It might be helpful to to explain why a post like this is even necessary. Aren’t good researchers (i.e., scientists) supposed to separate their work from advocacy interests? I’m going to focus on social science here, since I’m more familiar with it, but mostly because a very wide range of social policies intersect with topics studied by social scientists.
In her book, “Advocacy and Objectivity: A Crisis in the Professionalization of American Social Science, 1865-1905” Mary O. Furner points out that in the dawn of social science in America, researchers fully embraced the interconnectedness of fact-finding and policymaking. As Davydd Greenwood quotes in his excellent review of the book:
[American Social Science Association (ASSA)] members recognized no opposition between knowledge and reform. Such a concern was unthinkable: the two were inseparable.

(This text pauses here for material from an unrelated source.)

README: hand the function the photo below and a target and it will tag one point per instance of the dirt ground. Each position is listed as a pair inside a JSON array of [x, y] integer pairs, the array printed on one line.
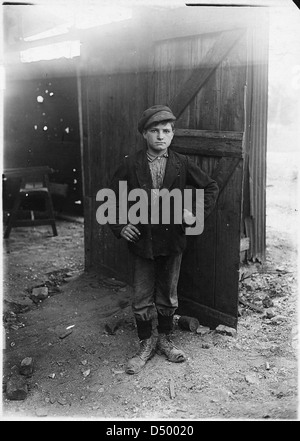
[[251, 375]]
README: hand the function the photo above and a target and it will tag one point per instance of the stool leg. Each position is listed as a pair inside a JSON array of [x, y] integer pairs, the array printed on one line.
[[50, 210], [13, 215]]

In this view, the problem-oriented, empirical, fact-gathering, atheoretical ASSA approach set its inquirers up as reporters to a wide audience concerned with policy questions” (loc. 215).
As the field of social science research professionalized within the academic sector, its leaders deliberately sought to separate their work from “reform” in order to, ironically enough, have greater sway in public policy debates. I’d make the case that the same held true during this period or shortly thereafter for the field of journalism.
In any event, it’s obvious this movement eventually betrayed its origins, such that many people believe researchers and journalists must somehow pursue factual evidence while surrendering their interests, stakes, and voices in advocating on the issues they study. This view reflects a misunderstanding of the research process, and of the professional attributes most important to it: namely, the eager willingness to transparently reject hypotheses in the face of evidence.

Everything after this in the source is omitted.